Most incorporated business owners understand why they’d want to keep excess earnings in their corporation, which is to defer paying personal income tax. The tax rate on active business income is 12.2%, which is lower than that on personal income (53.53%) at the highest marginal rate.

While this strategy does make sense, it’s worth noting that Canadians with excess funds in a corporation would generally be better off paying out some retained earnings to invest in a Tax-Free Savings Account (TFSA).

Here’s why:

There is no tax deferral for interest income, dividends, and realised capital gains earned on passive investments (think stocks, mutual funds, ETFs etc.) in a corporation. Each year you receive Tax slips associated with many of those investments.

In Ontario for example, passive income in a corporation is taxed around 50%. Over the long run, the tax-free growth in a TFSA will likely outperform corporate investments that are subject to annual taxation.

Despite having less to invest after paying the initial personal income tax, there are no tax slips each year on the invested capital and thus, given the same investment, the net or after tax yearly return is higher in the TFSA than inside the corporation. Over a long period this higher net return closes the gap on the higher initial invested capital in a corporation.

Lastly, when money is needed for spending, the TFSA proceeds come out tax free while the investments in the corp are subject to any capital gains tax and then personal income tax when paid out via dividend or salary to the individual shareholder.

There can be some exceptions. Investment returns derived from deferred capital gains and eligible dividends from Canadian corporations may be better off kept in the corporation.

However, most investors have investments with a combination of income types, and secondly, few investors would defer all capital gains indefinitely. Thus, maximizing TFSA contributions is still recommended.

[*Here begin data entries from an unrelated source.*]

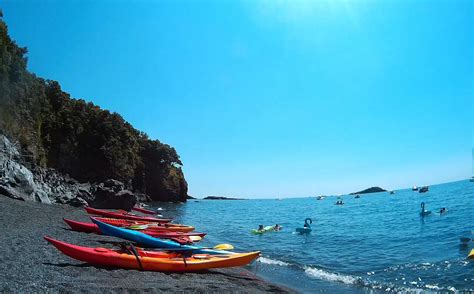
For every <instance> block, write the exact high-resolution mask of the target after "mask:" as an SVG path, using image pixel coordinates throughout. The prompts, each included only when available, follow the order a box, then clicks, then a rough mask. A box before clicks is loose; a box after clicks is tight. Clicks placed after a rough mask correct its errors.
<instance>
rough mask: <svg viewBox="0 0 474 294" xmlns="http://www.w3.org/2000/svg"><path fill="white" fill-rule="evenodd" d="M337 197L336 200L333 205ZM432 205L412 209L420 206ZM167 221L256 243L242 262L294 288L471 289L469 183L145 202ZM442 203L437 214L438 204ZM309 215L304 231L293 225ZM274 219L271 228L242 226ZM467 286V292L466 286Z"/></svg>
mask: <svg viewBox="0 0 474 294" xmlns="http://www.w3.org/2000/svg"><path fill="white" fill-rule="evenodd" d="M338 200H342V201H343V202H344V205H335V203H336V201H338ZM422 202H424V203H425V209H426V210H430V211H431V214H430V215H427V216H424V217H421V216H420V210H421V208H420V206H421V203H422ZM153 205H154V206H155V207H156V208H158V207H160V208H162V209H163V214H164V215H165V216H167V217H173V218H174V219H175V220H176V222H179V223H184V224H190V225H194V226H195V227H196V230H197V231H202V232H207V236H206V238H205V239H204V240H203V241H202V242H201V244H202V245H203V246H214V245H216V244H222V243H228V244H232V245H233V246H234V247H235V251H240V252H245V251H255V250H258V251H261V252H262V256H261V257H260V258H259V259H258V261H256V262H254V263H253V264H251V265H249V266H247V268H248V270H250V271H252V272H253V273H255V274H256V275H257V276H260V277H262V278H264V279H267V280H269V281H271V282H273V283H276V284H281V285H284V286H287V287H289V288H292V289H295V290H297V291H298V292H302V293H382V292H385V293H387V292H388V293H390V292H393V293H395V292H396V293H431V292H433V293H438V292H444V293H450V292H452V293H463V292H469V291H474V260H471V261H469V260H467V259H466V257H467V255H468V253H469V252H470V250H471V249H472V248H474V241H470V242H461V240H460V238H461V237H465V238H471V239H474V182H470V181H469V180H463V181H458V182H452V183H447V184H440V185H433V186H430V187H429V191H428V192H426V193H419V192H418V191H412V189H404V190H396V191H395V193H394V194H393V195H391V194H390V193H388V192H380V193H372V194H361V195H360V198H355V196H354V195H342V196H328V197H326V198H325V199H323V200H317V199H316V195H315V196H313V197H302V198H284V199H276V198H275V199H255V200H254V199H252V200H199V199H196V200H189V201H188V202H187V203H184V204H164V203H154V204H153ZM443 207H444V208H446V209H447V212H446V213H443V214H440V213H439V210H440V209H441V208H443ZM306 218H311V219H312V222H313V223H312V225H311V229H312V231H311V233H309V234H298V233H296V232H295V229H296V228H301V227H303V225H304V220H305V219H306ZM274 224H279V225H281V226H282V227H283V229H282V230H281V231H279V232H267V233H264V234H261V235H255V234H252V233H251V230H252V229H255V228H258V226H259V225H264V226H267V225H274ZM473 293H474V292H473Z"/></svg>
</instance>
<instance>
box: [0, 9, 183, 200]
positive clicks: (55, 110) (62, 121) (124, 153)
mask: <svg viewBox="0 0 474 294" xmlns="http://www.w3.org/2000/svg"><path fill="white" fill-rule="evenodd" d="M26 54H27V49H26V48H22V47H19V46H18V45H17V44H16V43H15V42H14V41H13V40H12V39H11V38H10V36H9V35H8V29H7V25H6V24H5V22H4V21H3V19H2V15H1V12H0V132H3V133H4V134H5V135H7V136H8V137H10V138H11V139H13V140H15V141H17V142H19V143H20V145H21V146H20V147H21V149H22V152H23V154H24V155H25V158H26V159H27V160H28V161H29V162H30V163H31V164H37V165H39V166H42V167H52V168H55V169H57V170H59V171H61V172H65V173H68V174H69V175H70V176H72V177H74V178H76V179H78V180H80V181H92V182H94V181H97V182H98V181H103V180H105V179H109V178H113V179H117V180H120V181H122V182H124V183H126V184H127V186H129V187H130V188H133V189H134V190H136V191H140V192H144V193H146V194H148V195H149V196H150V197H151V198H152V199H153V200H162V201H186V196H187V184H186V181H185V179H184V175H183V173H182V170H181V165H182V163H181V161H180V159H179V156H178V154H177V153H176V150H175V149H174V148H173V147H171V146H169V145H167V144H163V143H161V142H160V141H158V140H151V139H150V138H148V136H147V135H146V134H144V133H143V132H140V131H138V130H136V129H134V128H133V127H132V126H131V125H130V124H129V123H127V122H126V121H125V120H124V119H123V118H122V117H121V116H120V115H119V114H117V113H111V112H109V111H107V110H103V109H101V108H100V107H98V106H96V105H94V104H93V103H90V102H86V101H84V100H77V99H73V98H71V97H70V96H69V94H67V93H65V92H63V91H62V90H61V87H60V85H59V83H58V82H56V81H50V80H44V79H42V78H39V77H36V76H35V75H34V74H33V73H30V72H28V71H27V69H26V65H27V57H26Z"/></svg>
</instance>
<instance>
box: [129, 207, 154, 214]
mask: <svg viewBox="0 0 474 294" xmlns="http://www.w3.org/2000/svg"><path fill="white" fill-rule="evenodd" d="M132 210H135V211H138V212H141V213H145V214H158V213H157V212H155V211H153V210H150V209H146V208H143V207H133V208H132Z"/></svg>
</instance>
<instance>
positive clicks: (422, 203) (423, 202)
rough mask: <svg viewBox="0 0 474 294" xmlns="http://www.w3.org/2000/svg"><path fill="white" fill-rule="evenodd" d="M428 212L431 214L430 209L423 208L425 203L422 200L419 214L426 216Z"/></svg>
mask: <svg viewBox="0 0 474 294" xmlns="http://www.w3.org/2000/svg"><path fill="white" fill-rule="evenodd" d="M429 214H431V211H429V210H425V203H424V202H421V211H420V215H421V216H426V215H429Z"/></svg>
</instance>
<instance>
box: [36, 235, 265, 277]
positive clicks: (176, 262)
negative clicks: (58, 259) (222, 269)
mask: <svg viewBox="0 0 474 294" xmlns="http://www.w3.org/2000/svg"><path fill="white" fill-rule="evenodd" d="M44 238H45V240H47V241H48V242H49V243H51V244H52V245H54V246H55V247H56V248H57V249H58V250H59V251H61V252H62V253H64V254H65V255H67V256H69V257H71V258H74V259H77V260H80V261H84V262H87V263H90V264H94V265H99V266H111V267H117V268H127V269H138V270H146V271H160V272H192V271H202V270H206V269H211V268H224V267H236V266H244V265H247V264H249V263H250V262H252V261H253V260H255V259H256V258H258V257H259V256H260V252H259V251H256V252H249V253H231V254H228V255H209V254H189V255H188V254H180V253H172V252H162V251H147V250H142V249H138V250H137V256H135V255H134V254H131V253H129V252H126V251H125V250H123V249H122V250H112V249H106V248H100V247H99V248H91V247H82V246H77V245H73V244H69V243H66V242H62V241H58V240H55V239H53V238H50V237H44ZM189 253H192V252H189Z"/></svg>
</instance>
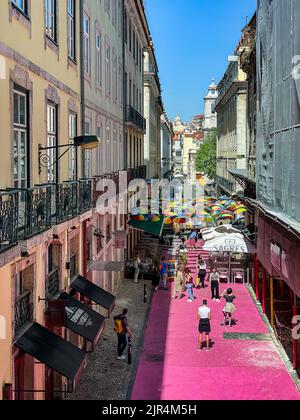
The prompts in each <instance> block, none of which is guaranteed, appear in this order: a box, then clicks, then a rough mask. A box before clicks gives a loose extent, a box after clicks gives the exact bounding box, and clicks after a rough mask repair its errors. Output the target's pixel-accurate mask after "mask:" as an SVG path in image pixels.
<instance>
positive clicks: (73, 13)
mask: <svg viewBox="0 0 300 420" xmlns="http://www.w3.org/2000/svg"><path fill="white" fill-rule="evenodd" d="M75 42H76V39H75V0H68V54H69V57H70V58H71V59H72V60H74V61H75V59H76V55H75Z"/></svg>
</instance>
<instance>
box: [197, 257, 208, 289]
mask: <svg viewBox="0 0 300 420" xmlns="http://www.w3.org/2000/svg"><path fill="white" fill-rule="evenodd" d="M206 274H207V265H206V262H205V261H204V260H203V258H202V257H201V256H199V258H198V278H199V286H198V288H199V289H200V288H201V287H202V288H203V289H205V277H206Z"/></svg>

The key advantages of withdrawing funds from the corporation to invest in a TFSA include:

  1. Tax-free investment growth inside the TFSA
  2. Tax-free withdrawals from the TFSAIf at some point in the future you have an episodic expense that comes up, like a home renovation or the purchase of a cottage, having funds available in your TFSA, will save you from incurring a massive taxable event drawing funds from your corporation.
  3. Allows for ongoing or periodic tax free rebalancing or investment changes.
  4. Provides insulation against possible future tax changes to corporations.

Will This Work For You?

For most business owners the TFSA’s tax-free advantages make it a smart choice vs indefinitely deferring personal taxes by keeping excess funds invested in the corporation.